There were always concerns raised about his one-and-done system; but now that Calipari has proven that system can reach the college basketball mountain top, there's nothing short of a rule change that can slow him down. That has to be scary for other coaches.
This past season's team will produce at least six NBA draft picks, with five of them potentially going in the first round. Anthony Davis and Michael Kidd-Gilchrist are both expected to be selected within the opening handful of picks.
That's important because recruits who are looking at Kentucky as an option have NBA dreams. They want the avenue that will provide them with the best chance of being noticed by scouts in order to improve their stocks in what's likely to become a one-season college career.
High school stars who watch the NBA Draft keep hearing Kentucky players getting called.

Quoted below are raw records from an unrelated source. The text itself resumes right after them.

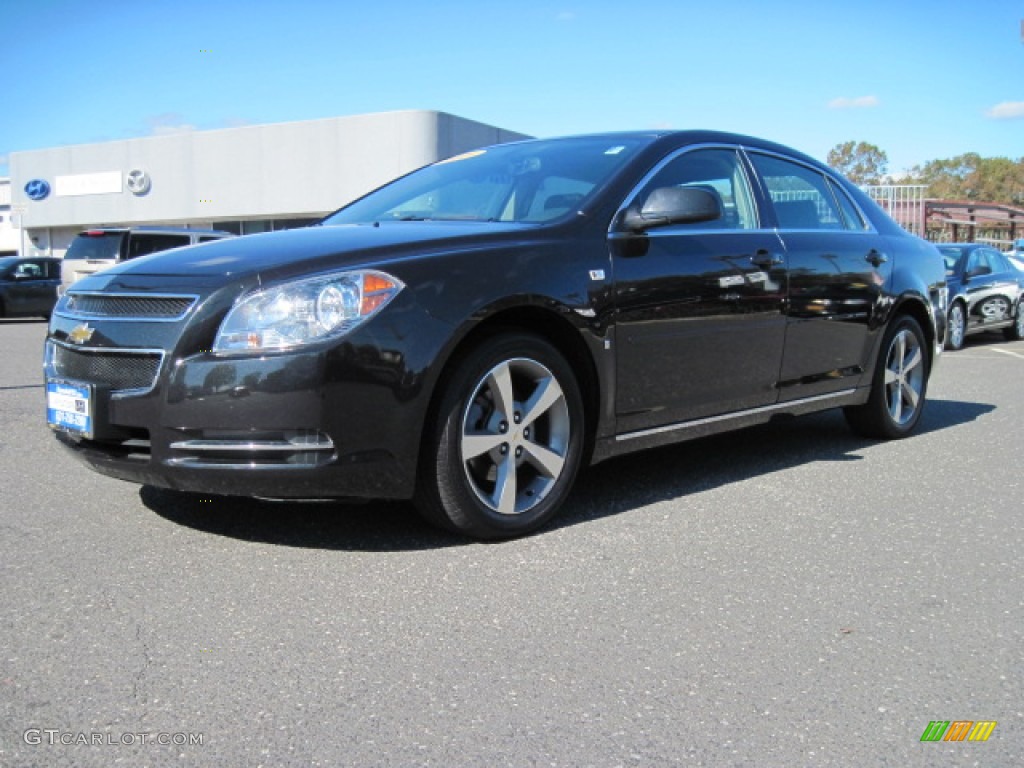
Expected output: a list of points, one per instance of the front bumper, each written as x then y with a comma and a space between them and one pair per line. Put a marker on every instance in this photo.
337, 421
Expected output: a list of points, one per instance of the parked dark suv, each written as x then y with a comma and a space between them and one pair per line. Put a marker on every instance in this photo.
986, 293
471, 334
28, 286
100, 248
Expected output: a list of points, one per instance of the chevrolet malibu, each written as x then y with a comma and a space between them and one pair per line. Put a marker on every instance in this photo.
472, 334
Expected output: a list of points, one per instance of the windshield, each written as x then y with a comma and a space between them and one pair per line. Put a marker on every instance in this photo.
95, 246
531, 181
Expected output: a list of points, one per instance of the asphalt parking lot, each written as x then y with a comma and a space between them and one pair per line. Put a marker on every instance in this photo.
790, 595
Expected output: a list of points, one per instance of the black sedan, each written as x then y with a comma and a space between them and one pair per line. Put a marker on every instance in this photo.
28, 286
985, 291
473, 333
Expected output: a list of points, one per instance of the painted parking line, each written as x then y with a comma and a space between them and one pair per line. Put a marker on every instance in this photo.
1018, 355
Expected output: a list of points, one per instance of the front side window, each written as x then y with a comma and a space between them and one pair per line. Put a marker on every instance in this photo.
30, 270
95, 246
800, 195
717, 171
527, 182
140, 245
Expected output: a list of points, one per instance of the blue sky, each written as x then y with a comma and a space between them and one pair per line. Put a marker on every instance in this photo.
921, 80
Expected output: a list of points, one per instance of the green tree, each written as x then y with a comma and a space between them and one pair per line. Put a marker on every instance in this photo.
971, 176
858, 161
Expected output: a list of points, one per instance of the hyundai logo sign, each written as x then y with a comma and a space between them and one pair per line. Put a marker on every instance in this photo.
37, 189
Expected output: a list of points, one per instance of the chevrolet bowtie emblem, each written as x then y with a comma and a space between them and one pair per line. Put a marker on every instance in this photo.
81, 334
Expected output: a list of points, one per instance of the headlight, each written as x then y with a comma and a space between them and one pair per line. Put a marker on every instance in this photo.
304, 311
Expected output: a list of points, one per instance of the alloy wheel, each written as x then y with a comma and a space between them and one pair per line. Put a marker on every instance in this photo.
904, 377
515, 435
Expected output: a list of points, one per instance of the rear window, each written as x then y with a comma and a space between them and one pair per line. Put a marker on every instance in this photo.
95, 246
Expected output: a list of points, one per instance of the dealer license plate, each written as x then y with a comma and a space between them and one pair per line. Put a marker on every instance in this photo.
70, 407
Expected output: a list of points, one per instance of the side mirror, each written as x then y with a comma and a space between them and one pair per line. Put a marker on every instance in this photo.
673, 205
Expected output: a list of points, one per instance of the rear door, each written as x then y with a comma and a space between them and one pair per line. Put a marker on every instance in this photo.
839, 266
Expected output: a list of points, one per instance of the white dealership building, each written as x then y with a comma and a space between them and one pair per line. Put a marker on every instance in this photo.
244, 180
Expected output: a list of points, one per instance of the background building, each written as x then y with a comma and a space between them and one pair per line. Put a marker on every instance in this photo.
10, 236
247, 179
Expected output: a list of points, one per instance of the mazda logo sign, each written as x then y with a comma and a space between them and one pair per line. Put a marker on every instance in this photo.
37, 189
138, 181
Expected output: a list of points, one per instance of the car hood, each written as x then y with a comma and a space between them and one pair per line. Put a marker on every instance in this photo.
313, 249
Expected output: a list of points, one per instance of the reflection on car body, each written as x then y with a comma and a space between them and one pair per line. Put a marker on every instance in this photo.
471, 334
985, 291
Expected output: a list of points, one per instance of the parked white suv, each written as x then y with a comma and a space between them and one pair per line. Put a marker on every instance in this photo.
93, 250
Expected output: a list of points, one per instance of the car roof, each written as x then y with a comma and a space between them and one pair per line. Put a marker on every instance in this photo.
154, 229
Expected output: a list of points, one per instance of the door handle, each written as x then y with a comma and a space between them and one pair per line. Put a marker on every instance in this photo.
876, 258
766, 259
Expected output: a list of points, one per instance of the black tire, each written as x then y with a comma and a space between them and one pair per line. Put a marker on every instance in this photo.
482, 472
898, 385
1016, 331
955, 327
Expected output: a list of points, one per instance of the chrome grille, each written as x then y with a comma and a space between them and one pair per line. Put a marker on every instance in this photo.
127, 306
119, 370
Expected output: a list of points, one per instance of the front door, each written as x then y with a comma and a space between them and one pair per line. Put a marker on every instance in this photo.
698, 307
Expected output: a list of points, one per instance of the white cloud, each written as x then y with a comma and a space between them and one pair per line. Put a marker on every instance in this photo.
1007, 111
167, 123
860, 102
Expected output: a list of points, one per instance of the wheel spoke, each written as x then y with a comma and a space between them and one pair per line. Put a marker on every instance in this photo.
915, 359
500, 386
912, 395
479, 443
505, 487
548, 462
547, 394
896, 401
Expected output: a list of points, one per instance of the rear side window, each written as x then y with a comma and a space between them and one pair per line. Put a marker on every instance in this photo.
95, 246
142, 244
800, 195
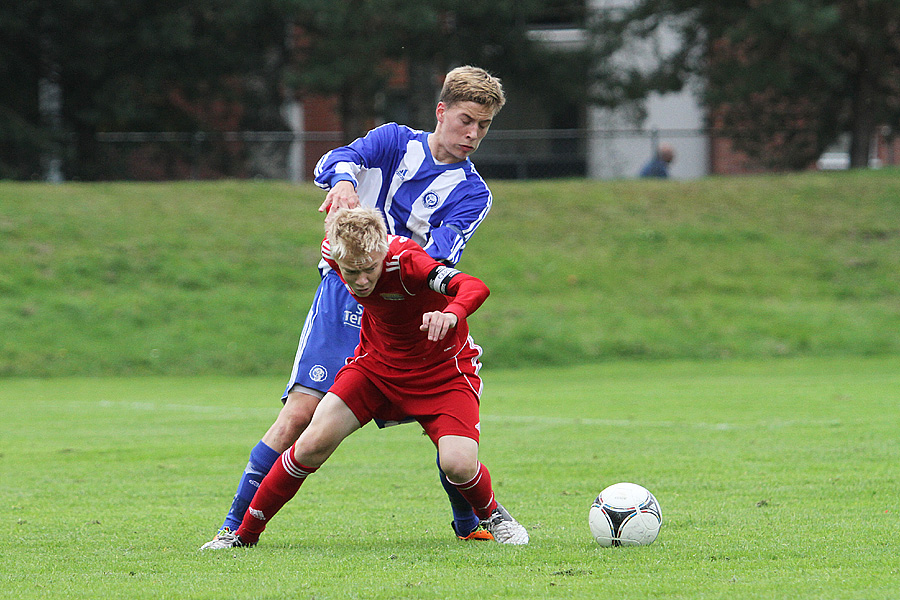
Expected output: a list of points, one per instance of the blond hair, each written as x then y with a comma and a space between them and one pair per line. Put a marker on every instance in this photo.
355, 234
472, 84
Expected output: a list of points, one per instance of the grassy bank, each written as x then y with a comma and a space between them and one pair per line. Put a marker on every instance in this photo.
203, 278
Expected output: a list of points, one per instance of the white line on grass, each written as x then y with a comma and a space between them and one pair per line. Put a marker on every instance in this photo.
233, 411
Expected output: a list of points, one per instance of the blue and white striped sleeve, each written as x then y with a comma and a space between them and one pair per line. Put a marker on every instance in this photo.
347, 162
448, 239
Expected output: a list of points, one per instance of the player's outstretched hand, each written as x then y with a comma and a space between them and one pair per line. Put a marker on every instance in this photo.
342, 195
437, 324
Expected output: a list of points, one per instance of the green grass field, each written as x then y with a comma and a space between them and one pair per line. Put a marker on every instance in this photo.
730, 343
777, 479
216, 277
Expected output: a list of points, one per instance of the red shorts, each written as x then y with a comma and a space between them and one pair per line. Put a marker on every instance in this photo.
443, 398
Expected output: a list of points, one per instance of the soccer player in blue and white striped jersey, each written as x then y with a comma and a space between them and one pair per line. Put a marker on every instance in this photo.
428, 190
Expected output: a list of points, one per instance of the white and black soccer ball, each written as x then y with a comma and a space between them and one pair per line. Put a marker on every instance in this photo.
625, 514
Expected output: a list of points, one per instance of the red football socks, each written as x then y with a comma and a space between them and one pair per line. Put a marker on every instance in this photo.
478, 492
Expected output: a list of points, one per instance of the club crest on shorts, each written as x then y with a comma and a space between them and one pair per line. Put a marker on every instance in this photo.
430, 200
318, 373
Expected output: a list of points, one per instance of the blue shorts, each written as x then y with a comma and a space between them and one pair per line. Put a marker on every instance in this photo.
329, 337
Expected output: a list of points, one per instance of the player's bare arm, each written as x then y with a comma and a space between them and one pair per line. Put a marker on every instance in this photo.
437, 324
342, 195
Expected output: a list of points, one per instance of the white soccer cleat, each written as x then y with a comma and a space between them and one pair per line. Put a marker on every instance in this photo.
505, 529
225, 539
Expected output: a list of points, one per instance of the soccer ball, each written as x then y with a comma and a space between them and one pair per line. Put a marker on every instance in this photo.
625, 514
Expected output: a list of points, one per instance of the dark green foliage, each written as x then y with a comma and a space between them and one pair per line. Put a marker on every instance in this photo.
781, 78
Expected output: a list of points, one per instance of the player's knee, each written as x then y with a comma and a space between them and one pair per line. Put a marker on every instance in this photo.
298, 411
459, 466
313, 448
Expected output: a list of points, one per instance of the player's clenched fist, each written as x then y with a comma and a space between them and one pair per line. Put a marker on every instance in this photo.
437, 324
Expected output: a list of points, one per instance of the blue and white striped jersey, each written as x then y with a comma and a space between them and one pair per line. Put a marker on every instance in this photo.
438, 206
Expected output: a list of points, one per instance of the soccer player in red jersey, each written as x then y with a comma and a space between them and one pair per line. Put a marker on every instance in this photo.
415, 359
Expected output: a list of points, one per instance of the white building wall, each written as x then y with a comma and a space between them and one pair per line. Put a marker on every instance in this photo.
619, 144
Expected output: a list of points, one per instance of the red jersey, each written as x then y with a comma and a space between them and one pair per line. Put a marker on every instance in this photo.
412, 284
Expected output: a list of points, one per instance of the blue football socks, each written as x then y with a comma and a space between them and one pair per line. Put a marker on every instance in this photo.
464, 519
262, 457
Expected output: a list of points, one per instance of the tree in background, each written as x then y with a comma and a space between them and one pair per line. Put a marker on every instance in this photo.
76, 69
782, 78
353, 49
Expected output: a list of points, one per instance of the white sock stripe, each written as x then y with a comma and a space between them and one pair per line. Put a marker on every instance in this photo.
291, 467
486, 506
466, 485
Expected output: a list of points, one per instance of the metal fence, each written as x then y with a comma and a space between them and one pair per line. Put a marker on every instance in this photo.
504, 154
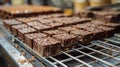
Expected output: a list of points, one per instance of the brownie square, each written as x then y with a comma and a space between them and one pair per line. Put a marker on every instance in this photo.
10, 22
116, 26
29, 38
15, 28
54, 24
67, 29
53, 32
39, 26
81, 26
108, 16
98, 33
67, 40
23, 31
83, 36
76, 20
46, 46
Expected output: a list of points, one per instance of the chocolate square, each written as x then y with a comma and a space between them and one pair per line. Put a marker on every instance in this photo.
10, 22
23, 31
67, 29
29, 38
67, 40
53, 32
39, 26
15, 28
83, 36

That's something that will stick with them during the recruiting process. It's free advertisement for the Wildcats.
With the recent addition of five-star prospect Nerlens Noel, the Wildcats have already put together another elite class for next season. They have received commitments from two other five-star players—Alex Poythress and Archie Goodwin—and four-star big man Willie Cauley.
The Wildcats are also in the mix for Anthony Bennett, who, after a couple marquee signings went down this week, is the most coveted recruit available. If Kentucky lands him, it will be like adding a whole new starting lineup to the roster in one class.
If that doesn't prove how much power Calipari has right now, nothing will. It's becoming increasingly difficult for recruits to walk away when Calipari and his coaching staff lay all of the accomplishments in front of the next big college star.
Usually the term dynasty is associated with teams that stick together and win multiple championships. Kentucky has started to form a new type of dynasty, where the only thing that will remain the same is the head coach.
Calipari has basically created a monster at Kentucky, and other programs—including those from power conferences—are scrambling to figure out a way to slay the dragon. But each year they let the Wildcats dominate the recruiting trail, it becomes tougher.
Players know exactly what they're going to get from Kentucky: a coach who understands if they decide to leave after one season, a chance to play alongside other elite players and an opportunity to fight for a national championship. That's a hard offer to turn down.
Kentucky's national title victory last week was a sign of things to come. Now that “Coach Cal” has a championship on his résumé, the Wildcats will continue to rule college basketball.